The proposed amendments to Colo. Rev. Stat. § 13-80-104(1)(b)(I) would extend the time period within which a homeowner or other claimant could commence a construction defect claim by pushing back the accrual date that starts the running of the two-year limitations period to a time when both the physical manifestation of a defect and the cause of that defect are known to the claimant. While this would not affect the statute of repose, this change in the accrual date would allow claimants to delay investigation of the source or cause of construction defects, even after the manifestation of such defects has become apparent.
The third key element to Senate Bill 20-138 is the addition of a provision that would subject the statute of limitations and statute of repose periods to statutory and equitable tolling.
As it currently stands in Colorado, equitable tolling is unavailable for construction defect claims, as the Colorado Supreme Court expressly held that the legislature accounted for the extra time needed to complete repairs by setting out a statutory tolling period in the CDARA itself.
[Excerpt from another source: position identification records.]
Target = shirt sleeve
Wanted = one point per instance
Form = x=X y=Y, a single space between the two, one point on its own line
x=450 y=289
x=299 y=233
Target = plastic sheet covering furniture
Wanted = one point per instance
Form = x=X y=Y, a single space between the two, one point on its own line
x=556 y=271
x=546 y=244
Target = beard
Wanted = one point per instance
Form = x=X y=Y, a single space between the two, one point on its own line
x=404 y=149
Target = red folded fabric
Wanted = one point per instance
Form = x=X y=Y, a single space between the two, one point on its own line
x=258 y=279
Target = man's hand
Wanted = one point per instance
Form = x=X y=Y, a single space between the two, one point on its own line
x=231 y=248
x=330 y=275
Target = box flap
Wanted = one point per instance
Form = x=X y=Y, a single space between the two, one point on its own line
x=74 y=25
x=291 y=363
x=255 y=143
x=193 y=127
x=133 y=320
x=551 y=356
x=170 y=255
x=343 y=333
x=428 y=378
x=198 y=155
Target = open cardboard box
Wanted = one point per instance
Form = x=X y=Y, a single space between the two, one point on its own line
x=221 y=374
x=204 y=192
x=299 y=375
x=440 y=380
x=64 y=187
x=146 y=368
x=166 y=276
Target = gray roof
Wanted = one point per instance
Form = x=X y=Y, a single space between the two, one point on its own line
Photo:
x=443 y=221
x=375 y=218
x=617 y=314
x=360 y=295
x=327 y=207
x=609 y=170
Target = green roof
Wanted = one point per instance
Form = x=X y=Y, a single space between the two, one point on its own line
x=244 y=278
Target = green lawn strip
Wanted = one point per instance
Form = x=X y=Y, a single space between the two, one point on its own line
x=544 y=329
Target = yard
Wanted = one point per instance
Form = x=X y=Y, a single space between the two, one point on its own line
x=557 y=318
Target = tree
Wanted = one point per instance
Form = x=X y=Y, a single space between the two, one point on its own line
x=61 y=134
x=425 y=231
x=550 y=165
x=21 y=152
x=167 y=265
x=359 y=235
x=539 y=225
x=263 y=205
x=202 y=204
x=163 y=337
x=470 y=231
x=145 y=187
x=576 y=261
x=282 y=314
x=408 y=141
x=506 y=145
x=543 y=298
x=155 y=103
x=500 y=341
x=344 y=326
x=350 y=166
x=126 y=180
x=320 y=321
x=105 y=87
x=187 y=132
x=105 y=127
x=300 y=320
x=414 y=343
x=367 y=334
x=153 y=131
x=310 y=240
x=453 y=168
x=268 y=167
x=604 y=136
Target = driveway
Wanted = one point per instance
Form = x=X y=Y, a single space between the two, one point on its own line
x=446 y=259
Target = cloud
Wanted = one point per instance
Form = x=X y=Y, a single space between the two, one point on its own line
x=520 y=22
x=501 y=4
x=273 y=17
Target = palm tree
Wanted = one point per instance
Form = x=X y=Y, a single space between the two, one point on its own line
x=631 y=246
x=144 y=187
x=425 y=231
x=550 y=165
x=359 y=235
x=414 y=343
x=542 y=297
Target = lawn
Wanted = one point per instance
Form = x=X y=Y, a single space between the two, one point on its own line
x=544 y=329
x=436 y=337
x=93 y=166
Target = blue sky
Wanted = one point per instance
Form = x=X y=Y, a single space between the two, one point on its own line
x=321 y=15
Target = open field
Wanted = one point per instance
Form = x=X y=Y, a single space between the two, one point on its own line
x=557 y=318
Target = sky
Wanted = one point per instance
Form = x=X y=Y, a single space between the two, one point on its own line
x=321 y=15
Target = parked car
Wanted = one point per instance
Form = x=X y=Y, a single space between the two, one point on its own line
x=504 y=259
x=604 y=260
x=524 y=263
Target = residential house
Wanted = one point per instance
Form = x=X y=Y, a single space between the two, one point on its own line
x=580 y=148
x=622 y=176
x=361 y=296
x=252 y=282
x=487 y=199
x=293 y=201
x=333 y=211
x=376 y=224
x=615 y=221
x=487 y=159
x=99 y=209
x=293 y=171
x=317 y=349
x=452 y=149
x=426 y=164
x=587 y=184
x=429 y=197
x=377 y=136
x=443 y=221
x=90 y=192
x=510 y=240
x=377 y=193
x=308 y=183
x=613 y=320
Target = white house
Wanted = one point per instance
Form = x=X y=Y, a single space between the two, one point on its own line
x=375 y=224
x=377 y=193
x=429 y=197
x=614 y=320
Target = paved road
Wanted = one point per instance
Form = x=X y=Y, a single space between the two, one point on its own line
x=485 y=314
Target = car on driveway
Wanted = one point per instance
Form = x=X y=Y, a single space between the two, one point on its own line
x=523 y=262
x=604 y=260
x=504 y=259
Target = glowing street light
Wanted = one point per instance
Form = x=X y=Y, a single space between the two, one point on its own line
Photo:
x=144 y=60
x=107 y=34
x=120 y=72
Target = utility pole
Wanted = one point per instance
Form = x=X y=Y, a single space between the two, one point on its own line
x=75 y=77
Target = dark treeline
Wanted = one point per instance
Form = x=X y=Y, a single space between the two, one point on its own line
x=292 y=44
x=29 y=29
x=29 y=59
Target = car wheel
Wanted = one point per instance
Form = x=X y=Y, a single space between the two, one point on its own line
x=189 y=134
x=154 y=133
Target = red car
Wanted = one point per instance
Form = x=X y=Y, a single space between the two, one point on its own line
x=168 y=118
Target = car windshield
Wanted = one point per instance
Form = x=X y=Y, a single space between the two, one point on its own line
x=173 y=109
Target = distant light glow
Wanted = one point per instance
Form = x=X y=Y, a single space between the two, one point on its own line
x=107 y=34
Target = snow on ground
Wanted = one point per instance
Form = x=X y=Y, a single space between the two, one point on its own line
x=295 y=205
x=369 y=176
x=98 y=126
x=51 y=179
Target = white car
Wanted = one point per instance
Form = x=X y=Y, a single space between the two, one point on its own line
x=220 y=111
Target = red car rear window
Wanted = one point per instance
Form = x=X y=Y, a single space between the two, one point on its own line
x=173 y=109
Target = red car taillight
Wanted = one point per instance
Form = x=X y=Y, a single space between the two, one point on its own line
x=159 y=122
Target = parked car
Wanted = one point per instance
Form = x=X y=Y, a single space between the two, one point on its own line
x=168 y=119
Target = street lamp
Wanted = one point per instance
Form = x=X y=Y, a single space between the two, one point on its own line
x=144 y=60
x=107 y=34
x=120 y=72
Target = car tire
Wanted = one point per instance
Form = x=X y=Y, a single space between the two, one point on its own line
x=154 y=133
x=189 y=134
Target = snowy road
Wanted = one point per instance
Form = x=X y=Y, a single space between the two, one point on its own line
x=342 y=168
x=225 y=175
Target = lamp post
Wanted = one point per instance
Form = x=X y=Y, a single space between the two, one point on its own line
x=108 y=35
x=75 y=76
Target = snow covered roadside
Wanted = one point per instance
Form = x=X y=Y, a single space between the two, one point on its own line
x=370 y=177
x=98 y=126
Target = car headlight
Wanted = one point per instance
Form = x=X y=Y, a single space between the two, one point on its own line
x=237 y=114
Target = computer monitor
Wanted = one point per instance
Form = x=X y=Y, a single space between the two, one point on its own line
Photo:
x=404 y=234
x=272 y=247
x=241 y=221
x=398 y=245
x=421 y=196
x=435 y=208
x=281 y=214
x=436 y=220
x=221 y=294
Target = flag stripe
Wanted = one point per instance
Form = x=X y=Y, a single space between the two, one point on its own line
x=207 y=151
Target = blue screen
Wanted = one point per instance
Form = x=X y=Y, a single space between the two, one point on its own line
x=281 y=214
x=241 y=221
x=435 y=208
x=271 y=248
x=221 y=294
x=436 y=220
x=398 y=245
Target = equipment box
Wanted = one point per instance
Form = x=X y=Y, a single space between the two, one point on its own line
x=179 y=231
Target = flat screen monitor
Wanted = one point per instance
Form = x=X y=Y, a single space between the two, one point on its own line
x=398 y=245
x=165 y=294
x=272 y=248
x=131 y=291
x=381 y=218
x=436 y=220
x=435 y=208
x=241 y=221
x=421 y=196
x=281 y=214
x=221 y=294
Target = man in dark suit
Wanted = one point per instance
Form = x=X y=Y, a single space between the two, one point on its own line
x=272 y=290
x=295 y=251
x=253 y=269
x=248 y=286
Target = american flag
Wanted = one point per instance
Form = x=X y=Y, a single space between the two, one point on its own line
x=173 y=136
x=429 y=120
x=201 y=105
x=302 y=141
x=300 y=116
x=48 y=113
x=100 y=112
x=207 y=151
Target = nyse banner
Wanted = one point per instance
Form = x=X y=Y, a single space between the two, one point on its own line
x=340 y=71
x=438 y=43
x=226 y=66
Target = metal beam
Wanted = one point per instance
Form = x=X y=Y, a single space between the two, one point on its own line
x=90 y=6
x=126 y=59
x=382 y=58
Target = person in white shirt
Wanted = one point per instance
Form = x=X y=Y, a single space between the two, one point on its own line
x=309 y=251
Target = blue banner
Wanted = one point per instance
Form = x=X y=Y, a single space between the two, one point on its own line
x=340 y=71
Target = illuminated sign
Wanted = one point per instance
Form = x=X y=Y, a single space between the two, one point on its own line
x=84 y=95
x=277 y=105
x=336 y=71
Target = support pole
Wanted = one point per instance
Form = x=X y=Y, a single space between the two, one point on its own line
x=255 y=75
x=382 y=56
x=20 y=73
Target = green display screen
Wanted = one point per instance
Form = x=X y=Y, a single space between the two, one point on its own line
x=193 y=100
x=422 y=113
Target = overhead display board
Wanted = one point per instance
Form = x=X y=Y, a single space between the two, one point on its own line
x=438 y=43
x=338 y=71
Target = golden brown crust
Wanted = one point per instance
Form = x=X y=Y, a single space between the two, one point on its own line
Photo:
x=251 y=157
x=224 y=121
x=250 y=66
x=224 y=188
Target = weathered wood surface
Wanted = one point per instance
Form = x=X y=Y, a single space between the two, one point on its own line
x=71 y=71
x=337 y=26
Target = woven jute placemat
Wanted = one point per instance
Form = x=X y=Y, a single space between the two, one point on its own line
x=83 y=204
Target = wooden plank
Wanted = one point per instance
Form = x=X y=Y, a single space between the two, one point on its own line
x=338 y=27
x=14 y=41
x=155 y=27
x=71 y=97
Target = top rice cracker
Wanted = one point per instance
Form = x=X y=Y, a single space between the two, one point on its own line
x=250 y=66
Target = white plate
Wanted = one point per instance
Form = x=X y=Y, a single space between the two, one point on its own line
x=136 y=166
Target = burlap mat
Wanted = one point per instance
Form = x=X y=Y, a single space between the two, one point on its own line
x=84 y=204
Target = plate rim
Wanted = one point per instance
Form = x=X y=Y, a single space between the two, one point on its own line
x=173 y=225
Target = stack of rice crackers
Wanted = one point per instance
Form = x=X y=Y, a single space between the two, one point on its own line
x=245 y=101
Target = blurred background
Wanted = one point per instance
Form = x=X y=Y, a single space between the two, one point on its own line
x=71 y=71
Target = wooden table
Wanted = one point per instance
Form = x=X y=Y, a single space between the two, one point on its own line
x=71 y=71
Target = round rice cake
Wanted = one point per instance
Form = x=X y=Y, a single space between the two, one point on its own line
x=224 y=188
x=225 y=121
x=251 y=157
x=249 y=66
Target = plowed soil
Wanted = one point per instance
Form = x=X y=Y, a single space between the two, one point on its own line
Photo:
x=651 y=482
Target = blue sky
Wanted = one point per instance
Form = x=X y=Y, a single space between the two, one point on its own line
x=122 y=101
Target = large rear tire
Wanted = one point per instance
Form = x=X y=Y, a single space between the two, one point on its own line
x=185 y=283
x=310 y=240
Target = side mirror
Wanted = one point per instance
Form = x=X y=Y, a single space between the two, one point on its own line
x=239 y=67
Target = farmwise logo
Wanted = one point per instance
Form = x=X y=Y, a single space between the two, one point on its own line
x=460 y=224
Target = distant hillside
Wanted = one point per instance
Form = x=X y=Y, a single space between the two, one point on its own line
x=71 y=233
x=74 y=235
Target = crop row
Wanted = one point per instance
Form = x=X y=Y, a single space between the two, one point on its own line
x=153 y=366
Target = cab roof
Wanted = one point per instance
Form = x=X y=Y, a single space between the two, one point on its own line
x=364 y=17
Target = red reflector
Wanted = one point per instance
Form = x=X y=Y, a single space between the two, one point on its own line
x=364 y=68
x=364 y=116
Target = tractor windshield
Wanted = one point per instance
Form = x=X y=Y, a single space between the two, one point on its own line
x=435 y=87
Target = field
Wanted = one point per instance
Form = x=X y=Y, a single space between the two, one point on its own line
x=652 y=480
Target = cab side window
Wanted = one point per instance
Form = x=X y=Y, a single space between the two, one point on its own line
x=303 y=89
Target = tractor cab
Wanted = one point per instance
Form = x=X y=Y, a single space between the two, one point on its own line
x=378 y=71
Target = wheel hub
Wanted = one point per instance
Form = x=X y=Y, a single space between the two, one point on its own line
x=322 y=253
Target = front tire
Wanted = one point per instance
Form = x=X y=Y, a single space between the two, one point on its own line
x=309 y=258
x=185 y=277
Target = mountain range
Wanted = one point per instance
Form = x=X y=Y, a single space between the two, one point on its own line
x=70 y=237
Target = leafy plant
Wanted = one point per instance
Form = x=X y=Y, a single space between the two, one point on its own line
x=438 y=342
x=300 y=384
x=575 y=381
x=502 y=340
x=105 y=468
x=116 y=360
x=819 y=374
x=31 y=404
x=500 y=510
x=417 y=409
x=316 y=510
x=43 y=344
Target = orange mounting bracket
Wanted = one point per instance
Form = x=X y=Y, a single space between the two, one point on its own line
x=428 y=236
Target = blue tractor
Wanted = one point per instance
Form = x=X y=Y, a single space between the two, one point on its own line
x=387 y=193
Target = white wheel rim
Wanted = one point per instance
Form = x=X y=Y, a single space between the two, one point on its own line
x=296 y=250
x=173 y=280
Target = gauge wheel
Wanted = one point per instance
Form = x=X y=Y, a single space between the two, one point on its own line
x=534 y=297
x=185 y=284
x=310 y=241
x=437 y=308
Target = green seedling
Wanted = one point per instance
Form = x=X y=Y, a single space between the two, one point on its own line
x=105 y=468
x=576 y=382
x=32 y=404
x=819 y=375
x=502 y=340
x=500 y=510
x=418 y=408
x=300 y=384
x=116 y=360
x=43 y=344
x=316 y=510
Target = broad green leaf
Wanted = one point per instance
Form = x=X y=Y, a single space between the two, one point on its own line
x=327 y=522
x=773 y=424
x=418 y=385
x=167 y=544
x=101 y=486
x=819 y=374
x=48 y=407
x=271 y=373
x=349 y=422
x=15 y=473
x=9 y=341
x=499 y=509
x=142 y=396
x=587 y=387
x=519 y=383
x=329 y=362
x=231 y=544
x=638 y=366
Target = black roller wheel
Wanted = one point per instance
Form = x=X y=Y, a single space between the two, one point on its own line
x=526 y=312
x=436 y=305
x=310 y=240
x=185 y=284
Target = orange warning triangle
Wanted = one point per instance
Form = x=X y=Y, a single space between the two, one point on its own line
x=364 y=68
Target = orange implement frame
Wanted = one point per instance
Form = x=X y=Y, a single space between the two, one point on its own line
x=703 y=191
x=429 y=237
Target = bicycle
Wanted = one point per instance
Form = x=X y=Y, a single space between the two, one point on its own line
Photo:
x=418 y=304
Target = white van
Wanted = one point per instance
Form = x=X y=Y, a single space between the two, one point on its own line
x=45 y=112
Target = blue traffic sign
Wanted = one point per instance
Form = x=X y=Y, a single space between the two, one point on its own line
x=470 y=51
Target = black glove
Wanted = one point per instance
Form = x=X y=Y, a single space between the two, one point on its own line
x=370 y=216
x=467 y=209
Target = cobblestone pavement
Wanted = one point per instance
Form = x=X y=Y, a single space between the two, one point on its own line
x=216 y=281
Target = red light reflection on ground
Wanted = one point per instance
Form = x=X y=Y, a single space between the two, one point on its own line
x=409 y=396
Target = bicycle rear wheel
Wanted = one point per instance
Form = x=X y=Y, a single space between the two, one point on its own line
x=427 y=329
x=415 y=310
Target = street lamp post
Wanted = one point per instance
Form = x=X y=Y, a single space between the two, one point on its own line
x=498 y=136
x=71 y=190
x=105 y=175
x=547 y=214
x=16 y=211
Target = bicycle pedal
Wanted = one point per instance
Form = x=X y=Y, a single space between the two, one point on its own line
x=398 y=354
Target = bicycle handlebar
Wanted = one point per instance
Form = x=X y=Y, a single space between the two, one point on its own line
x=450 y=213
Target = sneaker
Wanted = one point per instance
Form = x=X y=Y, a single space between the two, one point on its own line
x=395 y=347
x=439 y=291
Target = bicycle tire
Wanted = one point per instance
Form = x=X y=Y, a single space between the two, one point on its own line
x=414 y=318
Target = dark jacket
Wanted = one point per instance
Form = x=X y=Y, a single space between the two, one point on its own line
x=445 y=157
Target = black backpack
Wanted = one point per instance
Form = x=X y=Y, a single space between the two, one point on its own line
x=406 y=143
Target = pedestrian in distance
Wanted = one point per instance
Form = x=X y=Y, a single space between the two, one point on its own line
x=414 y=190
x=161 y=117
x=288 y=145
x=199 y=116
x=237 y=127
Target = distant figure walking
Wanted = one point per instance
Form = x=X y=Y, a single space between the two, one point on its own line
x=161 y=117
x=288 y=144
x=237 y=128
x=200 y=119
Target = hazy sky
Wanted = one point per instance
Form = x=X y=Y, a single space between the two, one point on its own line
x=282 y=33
See Smith v. Executive Custom Homes, Inc., 230 P.3d 1186, 1192 (Colo. 2010). This amendment would override binding Colorado Supreme Court precedent holding that equitable tolling, aside from that expressly provided for in the statutory tolling provisions of CDARA itself, see Colo. Rev. Stat. § 13-20-805, does not apply to construction defect claims.
This would effectively open construction professionals up to extended exposure to liability for errors and omissions in the design and construction of a property for potentially limitless periods of time after completion and occupancy of the improvements. Undoubtedly, it would create an opportunity for the resurgence of the repair doctrine that could operate as a disincentive to the prompt prosecution and resolution of construction defect claims even after the defect and its cause are known, as it would effectively render the tolling provisions afforded for the CDARA’s notice-of-claim process unnecessary.
If enacted, Senate Bill 20-138 would substantially increase the time construction professionals could be sued for alleged construction defects, which could increase the costs of construction and impede new development. In 2017, the Colorado legislature passed and the Governor signed House Bill 17-1279, requiring that HOA boards make certain disclosures and receive informed consent from members prior to commencing a construction defect action. House Bill 17-1279 was viewed by some as helping to address concerns about exposure to construction defect claims in Colorado. Senate Bill 20-138, if passed, would go in the opposite direction.
The bill was assigned to the Senate Judiciary Committee. No hearings on the bill have been scheduled as of the date of this advisory.